Nursing wasn't her first career path.
When Roscoe graduated as valedictorian of her class at John F. Kennedy High School in Cleveland in 2001, she focused solely on her talents in math and science to choose a career.
"I always loved math – I was in competitions in middle school and high school," says Roscoe, who was awarded a full academic scholarship to Shaw University in North Carolina. "I thought computer science was a field with a good future and one that would be challenging."
She excelled, earning a summer internship with NASA Goddard Space Flight Center in Maryland at the end of her sophomore year and a cooperative education assignment the following spring.
Even so, Roscoe began to have misgivings about her major. "It was challenging to me, at times, but it didn't exactly fit my personality," explains Roscoe. "I thought I could still make it work."
Homesick, she returned to Ohio, enrolled at UA and finished a B.S. in Computer Science in 2006.

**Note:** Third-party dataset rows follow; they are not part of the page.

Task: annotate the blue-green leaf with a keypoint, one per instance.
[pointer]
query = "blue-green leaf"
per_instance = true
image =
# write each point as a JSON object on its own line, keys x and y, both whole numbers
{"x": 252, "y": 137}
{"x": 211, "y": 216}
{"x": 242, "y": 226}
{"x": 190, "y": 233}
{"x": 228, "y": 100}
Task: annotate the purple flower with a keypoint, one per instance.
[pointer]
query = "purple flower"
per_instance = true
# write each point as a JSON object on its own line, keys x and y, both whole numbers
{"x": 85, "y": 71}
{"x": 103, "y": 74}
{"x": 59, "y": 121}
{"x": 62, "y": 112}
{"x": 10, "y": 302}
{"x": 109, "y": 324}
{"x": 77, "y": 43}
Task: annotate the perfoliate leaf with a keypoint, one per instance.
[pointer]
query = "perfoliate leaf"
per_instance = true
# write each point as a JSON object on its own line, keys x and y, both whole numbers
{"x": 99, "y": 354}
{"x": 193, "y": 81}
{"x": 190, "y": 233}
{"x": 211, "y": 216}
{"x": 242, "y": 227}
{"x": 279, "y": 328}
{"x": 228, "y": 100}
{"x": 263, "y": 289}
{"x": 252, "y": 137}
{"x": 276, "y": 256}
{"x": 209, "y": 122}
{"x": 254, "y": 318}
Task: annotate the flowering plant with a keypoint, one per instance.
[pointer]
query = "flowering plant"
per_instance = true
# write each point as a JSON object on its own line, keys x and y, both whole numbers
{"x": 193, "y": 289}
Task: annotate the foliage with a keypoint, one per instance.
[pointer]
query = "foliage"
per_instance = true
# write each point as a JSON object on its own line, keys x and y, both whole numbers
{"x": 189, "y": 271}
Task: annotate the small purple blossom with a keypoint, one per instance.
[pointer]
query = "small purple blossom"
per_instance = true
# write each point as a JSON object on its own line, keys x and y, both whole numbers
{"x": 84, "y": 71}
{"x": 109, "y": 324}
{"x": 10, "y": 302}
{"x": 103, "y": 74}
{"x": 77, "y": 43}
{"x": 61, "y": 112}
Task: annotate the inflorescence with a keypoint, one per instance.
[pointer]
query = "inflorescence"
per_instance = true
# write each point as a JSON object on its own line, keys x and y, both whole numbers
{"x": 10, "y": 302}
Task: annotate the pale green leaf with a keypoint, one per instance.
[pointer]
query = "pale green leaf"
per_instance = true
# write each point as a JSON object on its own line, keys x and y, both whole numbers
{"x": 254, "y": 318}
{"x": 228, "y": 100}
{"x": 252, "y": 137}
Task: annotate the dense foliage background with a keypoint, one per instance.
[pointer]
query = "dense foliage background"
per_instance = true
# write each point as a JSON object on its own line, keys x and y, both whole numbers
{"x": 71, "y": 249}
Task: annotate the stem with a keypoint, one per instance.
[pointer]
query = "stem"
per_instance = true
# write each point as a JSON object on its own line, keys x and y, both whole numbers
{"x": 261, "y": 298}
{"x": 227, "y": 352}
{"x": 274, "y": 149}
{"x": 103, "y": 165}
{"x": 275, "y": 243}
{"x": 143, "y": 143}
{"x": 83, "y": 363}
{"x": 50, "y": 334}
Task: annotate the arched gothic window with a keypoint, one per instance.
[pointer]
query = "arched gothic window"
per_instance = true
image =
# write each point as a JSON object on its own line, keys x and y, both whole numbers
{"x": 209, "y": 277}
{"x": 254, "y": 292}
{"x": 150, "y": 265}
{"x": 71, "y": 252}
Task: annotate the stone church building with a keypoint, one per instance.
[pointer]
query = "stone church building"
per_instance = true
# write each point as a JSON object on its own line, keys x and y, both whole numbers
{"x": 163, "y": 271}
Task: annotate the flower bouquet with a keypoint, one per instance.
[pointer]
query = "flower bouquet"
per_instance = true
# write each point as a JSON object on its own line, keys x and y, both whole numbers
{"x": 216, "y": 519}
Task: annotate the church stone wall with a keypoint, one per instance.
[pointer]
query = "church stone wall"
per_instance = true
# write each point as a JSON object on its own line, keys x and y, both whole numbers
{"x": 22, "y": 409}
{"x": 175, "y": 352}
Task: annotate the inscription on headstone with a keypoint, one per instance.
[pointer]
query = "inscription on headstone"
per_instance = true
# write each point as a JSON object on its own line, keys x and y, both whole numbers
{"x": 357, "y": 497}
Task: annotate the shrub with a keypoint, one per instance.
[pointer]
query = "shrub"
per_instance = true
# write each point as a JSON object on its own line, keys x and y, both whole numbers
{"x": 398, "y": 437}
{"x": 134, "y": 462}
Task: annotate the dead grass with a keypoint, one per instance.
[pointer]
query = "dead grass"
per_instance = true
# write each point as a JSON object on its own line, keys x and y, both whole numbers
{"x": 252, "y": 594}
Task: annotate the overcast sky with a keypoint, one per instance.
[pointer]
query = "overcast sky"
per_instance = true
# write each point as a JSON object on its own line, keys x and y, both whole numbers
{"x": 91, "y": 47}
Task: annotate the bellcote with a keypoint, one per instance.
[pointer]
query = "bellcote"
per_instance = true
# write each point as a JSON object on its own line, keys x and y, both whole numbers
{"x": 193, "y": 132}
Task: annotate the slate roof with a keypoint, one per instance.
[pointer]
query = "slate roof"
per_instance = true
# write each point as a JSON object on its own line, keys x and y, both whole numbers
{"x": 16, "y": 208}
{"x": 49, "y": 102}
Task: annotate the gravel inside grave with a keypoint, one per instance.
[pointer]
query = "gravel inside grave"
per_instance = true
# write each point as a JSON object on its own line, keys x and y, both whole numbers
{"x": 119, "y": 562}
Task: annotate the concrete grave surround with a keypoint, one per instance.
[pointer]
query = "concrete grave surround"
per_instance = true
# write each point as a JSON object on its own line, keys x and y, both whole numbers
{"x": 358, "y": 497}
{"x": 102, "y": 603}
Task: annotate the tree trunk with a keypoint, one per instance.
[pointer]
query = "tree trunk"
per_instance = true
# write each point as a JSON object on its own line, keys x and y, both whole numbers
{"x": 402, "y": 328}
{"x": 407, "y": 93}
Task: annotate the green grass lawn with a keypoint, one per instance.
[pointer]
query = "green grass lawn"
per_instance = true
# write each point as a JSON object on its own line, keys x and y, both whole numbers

But she was not happy, and chose to work in retail management while she explored her options, even taking career testing to help her match all her talents with the right profession. Nursing, she soon found, had it all.
"I am a person who likes variety, and I saw that nursing would fulfill that need for me," explains Roscoe. "It is the kind of career where you can go from one area to the next and get a completely different experience."
It was when she returned to UA in 2007 that Roscoe had enlisted in the Ohio Army National Guard. While her service concludes in May 2013, she is grateful for the many ways her military experience has enriched her personal and career goals.
"Joining the Army was something that I always wanted to do," says Roscoe. "The structure, the training, the teamwork on a large scale, the leadership opportunities — they all provide a good foundation for whatever you want to do in the future."